Perched upon an outcrop of rock, Rheinstein Castle overlooks the Rhine River just north and west of Mainz. First fortified in (roughly) 900 A.D., the castle, referred then to as Feitsburg, served the early German Emperors as a way station and customs post. The Emperor Rudolph von Habsburg dwelt in the castle for some time. Eventually it passed to the Bishop of Mainz as a fief. In time, its upkeep became too great and the Bishop's household allowed it to fall into ruin. In the early 1820s a Prince of Prussia purchased it, rebuilt it and named it Rheinstein Castle.
Rheinstein sits upon a ridge some 300 feet above the Rhine River and is accessible by a small foot path that winds up the rocky slope to the drawbridge and portcullis that guard its interiors. Stout walls surround a main keep, several towers, and a garden that sports a Burgundy Grape Vine some 500 years old.
Tis said that many years ago, a poor knight, Sir Diethelm, dwelt there in poverty, his only wealth lay in a possible dowry for his beautiful daughter, Gerda. He sought far and wide for a wealthy candidate.
But Gerda had other thoughts. Wooed by the knight Helmbrecht she fell in love with him and the two hoped to marry.
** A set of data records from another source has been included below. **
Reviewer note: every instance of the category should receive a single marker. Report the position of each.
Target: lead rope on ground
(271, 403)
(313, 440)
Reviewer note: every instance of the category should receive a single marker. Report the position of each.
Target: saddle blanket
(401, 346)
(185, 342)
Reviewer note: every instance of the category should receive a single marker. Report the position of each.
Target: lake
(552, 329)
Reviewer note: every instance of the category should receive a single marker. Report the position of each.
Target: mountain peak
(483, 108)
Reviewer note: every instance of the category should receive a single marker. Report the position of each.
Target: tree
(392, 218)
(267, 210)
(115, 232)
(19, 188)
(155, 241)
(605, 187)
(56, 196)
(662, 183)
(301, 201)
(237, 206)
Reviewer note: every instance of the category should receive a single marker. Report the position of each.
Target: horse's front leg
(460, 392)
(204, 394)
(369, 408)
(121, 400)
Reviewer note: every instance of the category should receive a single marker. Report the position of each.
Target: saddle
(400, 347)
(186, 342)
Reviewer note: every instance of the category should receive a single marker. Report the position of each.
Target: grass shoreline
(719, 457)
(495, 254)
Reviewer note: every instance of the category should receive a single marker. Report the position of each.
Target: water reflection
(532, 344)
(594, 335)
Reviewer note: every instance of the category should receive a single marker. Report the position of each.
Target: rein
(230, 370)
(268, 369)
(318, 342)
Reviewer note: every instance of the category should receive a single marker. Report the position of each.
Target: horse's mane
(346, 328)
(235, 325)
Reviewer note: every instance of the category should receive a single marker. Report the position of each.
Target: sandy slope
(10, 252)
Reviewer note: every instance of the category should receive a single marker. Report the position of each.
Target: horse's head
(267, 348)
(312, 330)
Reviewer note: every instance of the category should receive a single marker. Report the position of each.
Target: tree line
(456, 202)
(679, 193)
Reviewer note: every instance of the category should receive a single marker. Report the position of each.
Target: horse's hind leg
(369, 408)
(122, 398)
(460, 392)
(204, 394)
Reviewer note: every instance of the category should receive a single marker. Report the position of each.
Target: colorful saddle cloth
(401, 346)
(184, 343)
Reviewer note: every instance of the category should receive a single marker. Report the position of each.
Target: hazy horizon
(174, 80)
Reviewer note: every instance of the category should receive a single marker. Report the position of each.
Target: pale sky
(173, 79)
So Helmbrecht turned to his uncle for aid in hopes to pay the dowry. But the uncle played him false and offered Diethelm to pay the dowry but Gerda would be his wife instead of Helmbrecht's. To this Diethelm agreed, happily or reluctantly the tales do now say, but he agreed nonetheless. Such wealth would change his fortune and that of his daughter.
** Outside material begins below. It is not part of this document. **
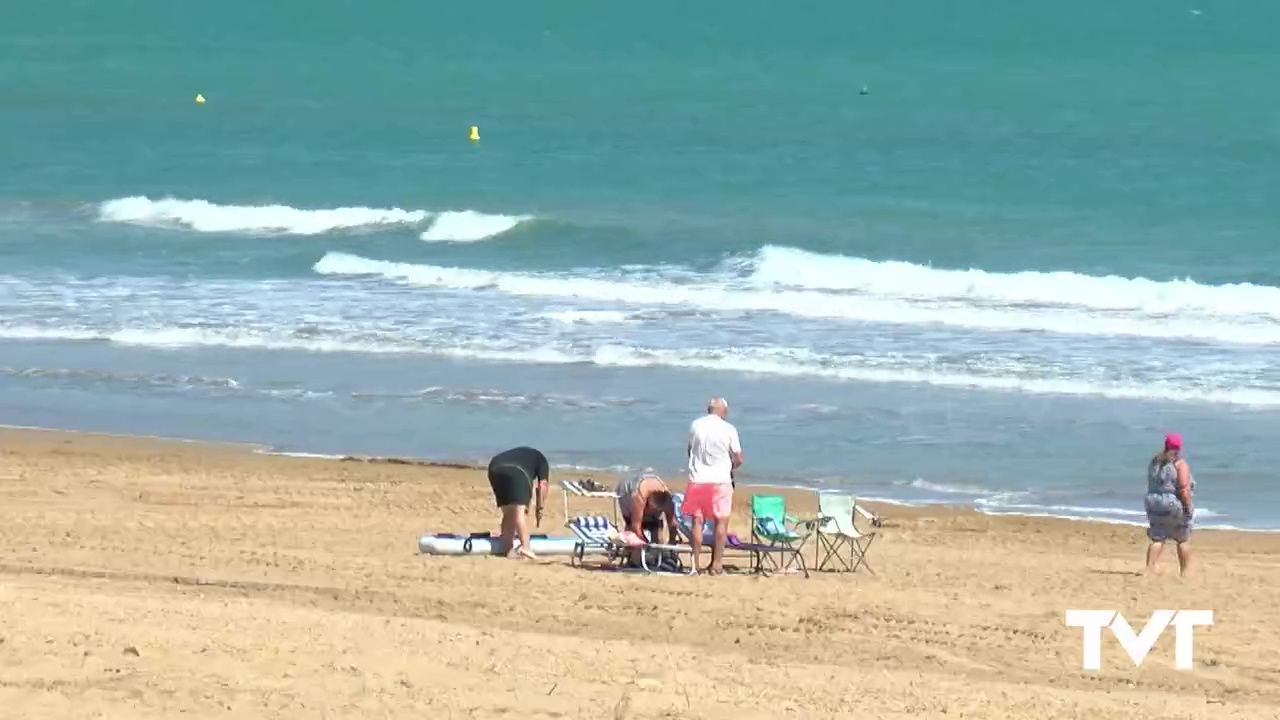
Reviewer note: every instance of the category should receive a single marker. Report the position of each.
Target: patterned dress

Upon hearing the news Gerda wept, becoming so distraught that the sounds of her grief drew the attention of a water nymph living in the Rhine River. The nymph took pity upon the young maid and upon their wedding day caused the Uncle's horse to buck and hurl him into the river, where he was taken to the depths and drowned.
Thus Helmbrecht inherited his Uncle's fortune and took the hand of fair Gerda in marriage and thus they lived, passing into the history of the castle works.